Who would have thought that more than 800 pages of glossy academic racism could have generated such a national debate?

Yet scholar Charles A. Murray '65 and the late Harvard Professor Richard J. Hernstein have hit the country's raw nerve with the publication of The Bell Curve, a book which suggests a link between race and intelligence.

In early August, the Boston Globe was predicting that the book would provoke an "intellectual fire-fight" upon its October publication. When it hit the bookstands, over one hundred articles in newspapers and magazines immediately questioned whether The Bell Curve was solid scientific research or racist propaganda.

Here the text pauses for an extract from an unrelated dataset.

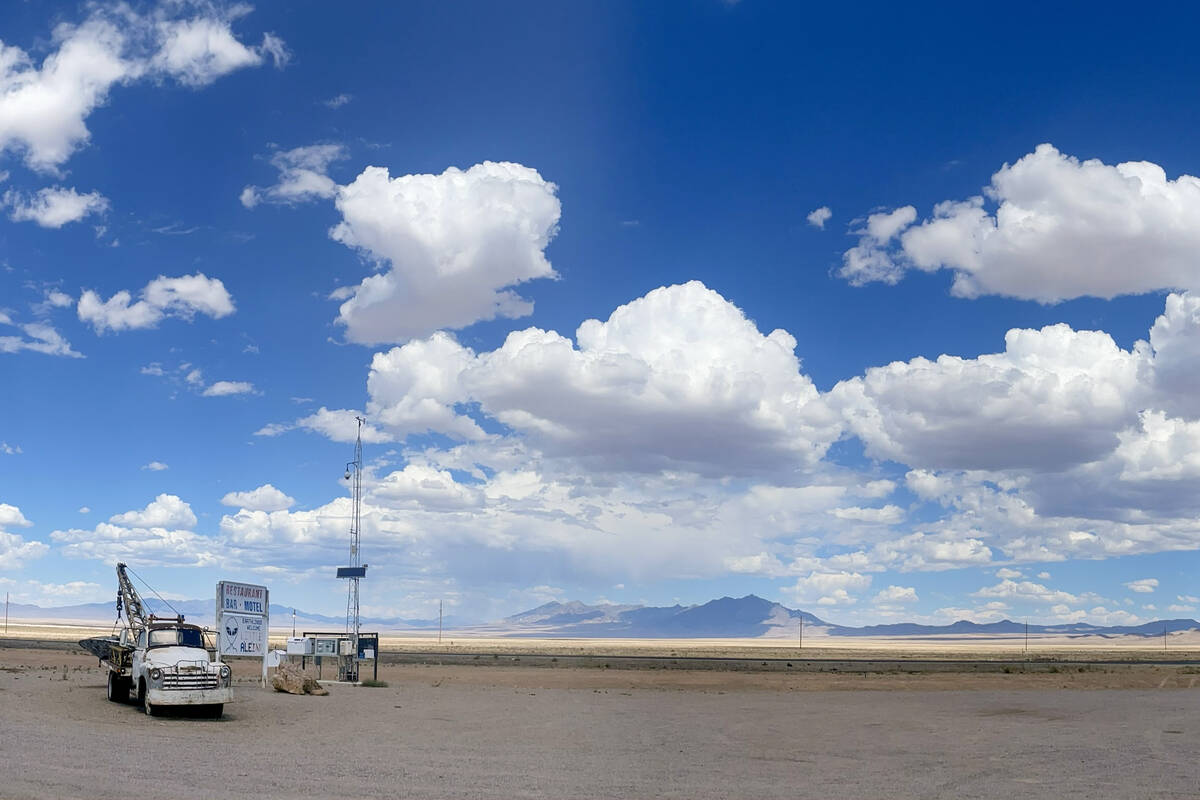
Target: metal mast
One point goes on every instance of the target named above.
(357, 571)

The theories behind The Bell Curve aren't new, although social Darwinism isn't exactly trendy nowadays. But notions of racial supremacy were the justification for such barbarous acts as slavery and the Nazi genocide, and Murray and Herrnstein's views are chillingly reminiscent of the most divisive of racial theories.

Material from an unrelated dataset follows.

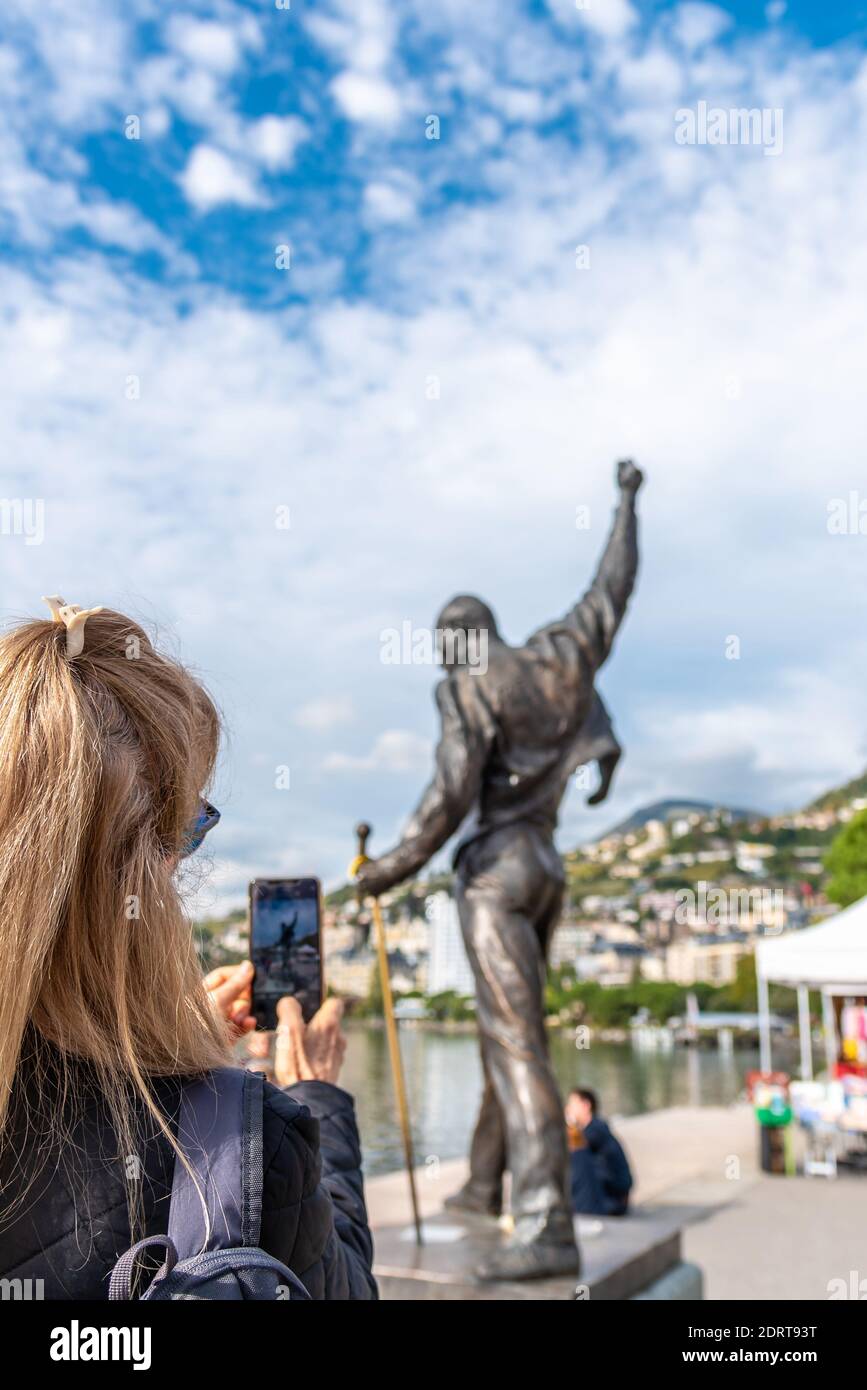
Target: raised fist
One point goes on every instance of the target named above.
(628, 476)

For the past month, major political and academic figures have reacted with cautious outrage. And while basic criticisms against The Bell Curve have been leveled--namely that it is absolutely ludicrous to use the two scholars' data as justification of scrapping social programs such as welfare and Head Start--many of the fundamentals of its research have remained unchallenged.

Until Harvard Professor of Geology Steven Jay Gould launched an attack in the November 28 issue of The New Yorker. Gould, a leading evolutionary biologist, hit the mark when he denounced The Bell Curve as a "manifesto of conservative ideology." The book is not an academic treatise in social theory and population genetics, he argues, and furthermore "the book's inadequate and biased treatment of data displays its primary purpose--advocacy."

Gould isn't afraid to challenge the basis of The Bell Curve's questionable research, something which many of his colleagues have shied away from. Lay reviewers, he notes, have let themselves become frightened by the statistics and charts thrown at them by Murray and Herrnstein, materials which are filled with errors and misapplied research.

It does seem strange that more attention hasn't been focused on the fact that the two scholars gathered much of their data from questionable sources. In the acknowledgments to The Bell Curve, for example, Murray and Herrnstein say they "benefited especially from the advice" of Richard Lynn, a scholar who in 1991 wrote in the neo-eugenicist journal Mankind Quarterly that "the Caucasoids and the Mongoloids are the only two races that have made any significant contribution to civilization." Then there's J. Phillipe Rushton, a Canadian psychologist who suggested in 1986 that Nazi Germany's military prowess was connected to the purity of its gene pool. A rogue's gallery of scholars, to say the least.

You have to wonder what the nation's reaction would be if those 800 pages had been authored by Afrocentrists who sang the praises of black supremacy. It would have been dismissed--and rightly so--as outrageous racism, no matter how many charts and stat sheets had been presented to the general public. Yet the data presented by the Harvard-pedigreed Herrnstein and Murray is debated analyzed, and publicized not as bigotry, but as provocative research that deserves thorough discussion on Nightline and on the front pages of the New York Times.

It's amazing how far you can get by ringing the bell of racism.

Hallie Z. Levine's column appears on alternate Mondays.